SAM Files are text based files that have sequence information. It generally has not been quantified or mapped. It is the reads in their raw form. For more about SAM files.

6.4.1.2 BAM - Binary Alignment Map

BAM files are like SAM files but are compressed (made to take up less space on your computer). This means if you double click on a BAM file to look at it, it will look jumbled and unintelligible. You will need to convert it to a SAM file if you want to see it yourself (but this isn’t necessary necessarily).

6.4.1.3 FASTA - “fast A”

Fasta files are sequence files that can be either nucleotide or amino acid sequences. They look something like this (the example below illustrating an amino acid sequence):

>SEQ_ID
GATTTGGGGTTCAAAGCAGTATCGATCAAATAGTAAATCCATTTGTTCAACTCACAGTTT

For more about fasta files.

6.4.1.4 FASTQ - “Fast q”

A Fastq file is like a Fasta file except that it also contains information about the Quality of the read. By quality, we mean, how sure was the sequencing machine that the nucleotide or amino acid called was indeed called correctly?

@SEQ_ID
GATTTGGGGTTCAAAGCAGTATCGATCAAATAGTAAATCCATTTGTTCAACTCACAGTTT
+
!''*((((***+))%%%++)(%%%%).1***-+*''))**55CCF>>>>>>CCCCCCC65

For more about fastq files.

Later in this course we will discuss the importance of examining the quality of your sequencing data and how to do that. If you received your data from a bioinformatics core it is possible that they’ve already done this quality analysis for you.
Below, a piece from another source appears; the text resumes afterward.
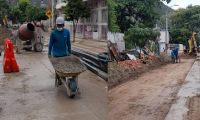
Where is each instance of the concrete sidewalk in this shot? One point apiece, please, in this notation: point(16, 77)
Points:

Sequencing data that is not of high enough quality should not be trusted! It may need to be re-run entirely or may need extra processing (trimming) in order to make it more trustworthy. We will discuss this more in later chapters.

6.4.1.5 BCL - binary base call (BCL) sequence file format

This type of sequence file is specific to Illumina data. In most cases, you will simply want to convert it to Fastq files for use with non-Illumina programs.

More about BCL to Fastq conversion.

6.4.1.6 VCF - Variant Call Format

VCF files are further processed form of data than the sequence files we discussed above. VCF files are specially for storing only where a particular sample’s sequences differ or are variant from the reference genome or each other.

This will only be pertinent to you if you care about DNA variants. We will discuss this in the DNA seq chapter.

For more on VCF files.

6.4.1.7 MAF - Mutation Annotation Format

MAF files are aggregated versions of VCF files. So for a group of samples for which each has a VCF file, your entire group of samples’ variants will be summarized in the form of a MAF file.

For more on MAF files.

6.4.2 Other files

* If you didn’t see a file type listed you are looking for, take a look at this list by the BROAD. Or, it may be covered in the data type specific chapters.